Airbnb recruiting competition which was held in Kaggle about 4years ago looks suitable to me since many participants have shared their works using XGBoost, and the goal of this contest is interesting. Airbnb asked to predict new users’ first destination with the users’ demographic, summary statistics, and their web session records.
Simply I focused on using and learning the XGBoost framework at first, but my attention has been extended to analyze users’ data and adopt funnel analysis(AARRR) on it.
So I will talk about Explatory data anlaysis includes AARRR, and a predicting model below.
2. Data Analysis
Airbnb provides two types of datasets. Users’ information and their web session data. Information data includes the date of the account created, date of the first booking, and name of destination country if they have a history, demographic info, signup info, and marketing channel info. This dataset is split to train and test sets. I have to predict users’ first destination country in the test set.
Session data includes user ids, action, action types and detail, and secs elapsed. Airbnb does not give detailed information on it, so I assumed the meaning of unclear info such as secs elapsed that I considered it as a time elapsed after the last session.
I concentrated on building time-series graphs because of every row in both datasets hold time information and it provides meaningful information of users action while they were staying at the service.
1. Pre-processing
While the tracing system of the service was able to record robust information for most columns, lack of demographic data like age and gender happened since it requires the participation of the users. The age column is tricky here.

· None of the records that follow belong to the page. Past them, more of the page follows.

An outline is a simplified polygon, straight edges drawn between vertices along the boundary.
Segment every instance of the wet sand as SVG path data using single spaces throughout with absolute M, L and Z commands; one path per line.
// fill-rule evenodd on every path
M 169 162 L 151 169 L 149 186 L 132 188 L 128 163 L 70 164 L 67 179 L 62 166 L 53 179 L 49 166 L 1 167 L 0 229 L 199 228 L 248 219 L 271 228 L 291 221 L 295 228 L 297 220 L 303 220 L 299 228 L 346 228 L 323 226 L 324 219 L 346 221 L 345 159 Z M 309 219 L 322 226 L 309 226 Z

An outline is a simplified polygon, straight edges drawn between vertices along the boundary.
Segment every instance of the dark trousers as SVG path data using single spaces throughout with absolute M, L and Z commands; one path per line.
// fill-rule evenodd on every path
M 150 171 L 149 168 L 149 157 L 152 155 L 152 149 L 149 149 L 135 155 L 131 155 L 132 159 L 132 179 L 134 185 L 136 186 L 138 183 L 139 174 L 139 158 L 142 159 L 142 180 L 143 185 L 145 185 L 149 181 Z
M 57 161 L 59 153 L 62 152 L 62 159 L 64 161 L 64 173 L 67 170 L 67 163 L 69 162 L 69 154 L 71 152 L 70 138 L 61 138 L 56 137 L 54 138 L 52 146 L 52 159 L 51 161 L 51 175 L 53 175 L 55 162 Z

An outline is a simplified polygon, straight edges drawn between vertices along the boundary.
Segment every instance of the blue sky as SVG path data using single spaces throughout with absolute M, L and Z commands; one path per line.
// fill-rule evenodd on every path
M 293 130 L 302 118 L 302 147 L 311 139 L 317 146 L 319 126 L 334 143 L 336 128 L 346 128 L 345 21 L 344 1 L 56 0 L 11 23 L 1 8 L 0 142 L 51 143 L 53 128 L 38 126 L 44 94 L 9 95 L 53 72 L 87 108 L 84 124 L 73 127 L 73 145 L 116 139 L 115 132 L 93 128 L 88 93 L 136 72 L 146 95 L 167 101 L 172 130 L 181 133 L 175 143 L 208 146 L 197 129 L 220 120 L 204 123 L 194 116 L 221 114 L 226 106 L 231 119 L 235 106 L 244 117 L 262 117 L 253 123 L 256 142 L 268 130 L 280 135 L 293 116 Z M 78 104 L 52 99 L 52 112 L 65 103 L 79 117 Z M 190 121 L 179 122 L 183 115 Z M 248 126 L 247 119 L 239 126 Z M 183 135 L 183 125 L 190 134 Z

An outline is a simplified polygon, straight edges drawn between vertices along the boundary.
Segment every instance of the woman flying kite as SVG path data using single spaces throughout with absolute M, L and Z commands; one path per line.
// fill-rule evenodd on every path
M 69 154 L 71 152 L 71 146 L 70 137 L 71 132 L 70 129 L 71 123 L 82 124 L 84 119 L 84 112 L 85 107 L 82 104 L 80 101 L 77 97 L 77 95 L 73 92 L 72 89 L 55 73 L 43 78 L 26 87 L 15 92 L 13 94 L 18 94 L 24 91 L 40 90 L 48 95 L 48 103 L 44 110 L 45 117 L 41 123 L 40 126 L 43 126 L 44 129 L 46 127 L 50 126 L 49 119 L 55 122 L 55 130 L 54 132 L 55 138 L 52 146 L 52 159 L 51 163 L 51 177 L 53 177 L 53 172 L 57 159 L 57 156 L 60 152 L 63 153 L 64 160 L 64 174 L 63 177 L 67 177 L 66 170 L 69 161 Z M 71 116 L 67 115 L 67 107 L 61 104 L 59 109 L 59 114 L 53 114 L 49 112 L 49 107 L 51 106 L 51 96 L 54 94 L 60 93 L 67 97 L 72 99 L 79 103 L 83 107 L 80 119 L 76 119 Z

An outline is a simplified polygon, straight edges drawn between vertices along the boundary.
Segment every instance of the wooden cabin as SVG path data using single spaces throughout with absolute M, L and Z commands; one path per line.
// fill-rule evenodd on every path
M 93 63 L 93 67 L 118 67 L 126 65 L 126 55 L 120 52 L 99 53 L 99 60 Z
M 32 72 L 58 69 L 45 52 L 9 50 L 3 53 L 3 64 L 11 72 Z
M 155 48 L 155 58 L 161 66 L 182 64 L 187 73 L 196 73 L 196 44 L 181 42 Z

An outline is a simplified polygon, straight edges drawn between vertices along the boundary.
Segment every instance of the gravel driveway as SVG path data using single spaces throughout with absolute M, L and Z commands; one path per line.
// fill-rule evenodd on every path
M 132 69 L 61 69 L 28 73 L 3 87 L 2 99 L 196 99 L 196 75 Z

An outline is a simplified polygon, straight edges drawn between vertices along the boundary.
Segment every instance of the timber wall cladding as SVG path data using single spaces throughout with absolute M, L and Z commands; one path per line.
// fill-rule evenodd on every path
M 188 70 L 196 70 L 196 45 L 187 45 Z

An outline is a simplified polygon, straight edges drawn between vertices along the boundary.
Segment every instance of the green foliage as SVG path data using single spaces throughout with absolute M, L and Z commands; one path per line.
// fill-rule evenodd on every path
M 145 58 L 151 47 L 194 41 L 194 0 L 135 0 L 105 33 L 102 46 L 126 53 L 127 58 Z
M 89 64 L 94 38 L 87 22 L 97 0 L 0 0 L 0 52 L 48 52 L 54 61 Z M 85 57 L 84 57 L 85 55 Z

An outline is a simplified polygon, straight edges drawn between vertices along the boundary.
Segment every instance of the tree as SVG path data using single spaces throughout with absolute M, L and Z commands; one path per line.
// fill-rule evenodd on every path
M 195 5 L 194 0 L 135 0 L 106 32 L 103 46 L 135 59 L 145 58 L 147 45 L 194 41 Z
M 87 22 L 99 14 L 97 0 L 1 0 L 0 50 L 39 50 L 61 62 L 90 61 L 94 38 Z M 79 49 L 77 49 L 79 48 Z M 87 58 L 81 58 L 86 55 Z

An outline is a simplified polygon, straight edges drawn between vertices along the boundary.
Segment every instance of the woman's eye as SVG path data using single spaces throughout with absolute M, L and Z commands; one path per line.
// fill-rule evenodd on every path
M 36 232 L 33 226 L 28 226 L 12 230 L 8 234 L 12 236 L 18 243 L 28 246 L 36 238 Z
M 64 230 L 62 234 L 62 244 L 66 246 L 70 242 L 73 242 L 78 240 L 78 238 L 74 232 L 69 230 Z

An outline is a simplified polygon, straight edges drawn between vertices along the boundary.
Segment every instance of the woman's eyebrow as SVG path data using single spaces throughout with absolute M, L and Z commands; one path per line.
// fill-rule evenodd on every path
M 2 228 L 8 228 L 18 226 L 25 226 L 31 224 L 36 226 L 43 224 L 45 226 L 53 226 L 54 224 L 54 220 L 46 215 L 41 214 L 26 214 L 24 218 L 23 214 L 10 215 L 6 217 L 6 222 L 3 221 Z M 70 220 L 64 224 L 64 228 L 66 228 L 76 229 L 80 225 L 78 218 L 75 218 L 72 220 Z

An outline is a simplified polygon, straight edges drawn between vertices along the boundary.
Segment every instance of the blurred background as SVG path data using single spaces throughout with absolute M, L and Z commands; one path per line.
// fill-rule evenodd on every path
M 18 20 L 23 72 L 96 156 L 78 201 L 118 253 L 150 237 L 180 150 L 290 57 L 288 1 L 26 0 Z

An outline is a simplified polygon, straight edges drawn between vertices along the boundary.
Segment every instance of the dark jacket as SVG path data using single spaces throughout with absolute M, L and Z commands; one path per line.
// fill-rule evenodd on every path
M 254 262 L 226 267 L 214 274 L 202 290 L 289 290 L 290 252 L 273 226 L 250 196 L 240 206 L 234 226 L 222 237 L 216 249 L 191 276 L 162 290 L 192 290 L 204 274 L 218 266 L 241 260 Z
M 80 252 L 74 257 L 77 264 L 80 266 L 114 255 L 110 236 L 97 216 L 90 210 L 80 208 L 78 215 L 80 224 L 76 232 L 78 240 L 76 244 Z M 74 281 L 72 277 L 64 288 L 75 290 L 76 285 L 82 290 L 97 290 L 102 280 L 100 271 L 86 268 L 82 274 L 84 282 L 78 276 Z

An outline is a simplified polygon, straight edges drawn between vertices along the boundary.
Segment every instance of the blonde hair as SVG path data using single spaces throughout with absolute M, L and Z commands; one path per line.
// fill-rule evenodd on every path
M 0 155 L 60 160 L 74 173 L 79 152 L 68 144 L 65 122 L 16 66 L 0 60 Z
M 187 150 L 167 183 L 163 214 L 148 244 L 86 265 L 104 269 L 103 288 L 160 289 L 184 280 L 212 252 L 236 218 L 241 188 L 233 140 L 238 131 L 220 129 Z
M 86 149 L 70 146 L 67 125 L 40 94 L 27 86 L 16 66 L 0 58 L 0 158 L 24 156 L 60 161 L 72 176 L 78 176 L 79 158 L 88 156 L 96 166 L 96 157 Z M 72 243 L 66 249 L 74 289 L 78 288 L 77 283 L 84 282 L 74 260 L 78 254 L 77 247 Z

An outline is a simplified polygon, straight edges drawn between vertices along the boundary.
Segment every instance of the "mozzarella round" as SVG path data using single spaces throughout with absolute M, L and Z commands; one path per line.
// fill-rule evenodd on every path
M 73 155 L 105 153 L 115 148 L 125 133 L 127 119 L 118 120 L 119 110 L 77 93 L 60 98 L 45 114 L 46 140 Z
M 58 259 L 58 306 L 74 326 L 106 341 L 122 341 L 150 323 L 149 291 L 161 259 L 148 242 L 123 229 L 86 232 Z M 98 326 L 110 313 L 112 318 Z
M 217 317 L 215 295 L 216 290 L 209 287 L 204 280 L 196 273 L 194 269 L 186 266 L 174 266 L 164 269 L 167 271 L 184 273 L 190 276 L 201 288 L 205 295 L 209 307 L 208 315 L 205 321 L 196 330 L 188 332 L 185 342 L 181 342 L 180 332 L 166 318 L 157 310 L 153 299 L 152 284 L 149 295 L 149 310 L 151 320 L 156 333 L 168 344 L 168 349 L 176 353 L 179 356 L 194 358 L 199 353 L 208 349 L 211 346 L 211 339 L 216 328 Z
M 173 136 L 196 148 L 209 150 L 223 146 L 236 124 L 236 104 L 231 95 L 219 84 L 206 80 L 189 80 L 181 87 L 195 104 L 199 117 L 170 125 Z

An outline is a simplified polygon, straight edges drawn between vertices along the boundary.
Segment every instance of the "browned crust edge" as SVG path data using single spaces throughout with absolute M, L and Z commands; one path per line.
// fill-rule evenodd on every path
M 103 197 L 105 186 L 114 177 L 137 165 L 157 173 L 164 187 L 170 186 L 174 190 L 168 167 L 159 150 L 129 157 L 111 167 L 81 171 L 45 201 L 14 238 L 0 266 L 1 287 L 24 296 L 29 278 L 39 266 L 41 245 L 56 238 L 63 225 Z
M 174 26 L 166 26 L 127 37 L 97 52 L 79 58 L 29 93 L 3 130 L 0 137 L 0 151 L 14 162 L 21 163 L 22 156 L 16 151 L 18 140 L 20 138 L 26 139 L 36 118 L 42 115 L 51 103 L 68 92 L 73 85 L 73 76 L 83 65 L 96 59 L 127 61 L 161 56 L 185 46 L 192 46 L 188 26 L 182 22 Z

Fig. Age Raw Data Distribution
It contains information on users who are older than 1000 years old, which does not make sense. However, most of the unreasonable data are distributed around late 1900. I assumed that the system asked to type the year users were born or it did not prevent mistakes properly before, so I subtracted the age from 2015, which is the year the dataset was released. Then a new graph shows a reasonable distribution. (This graph only displays between age 18 - 100.)
In the case of the session dataset, some instances do not include user ids. That means I cannot connect the sessions data to the users’ information, so I dropped the instances.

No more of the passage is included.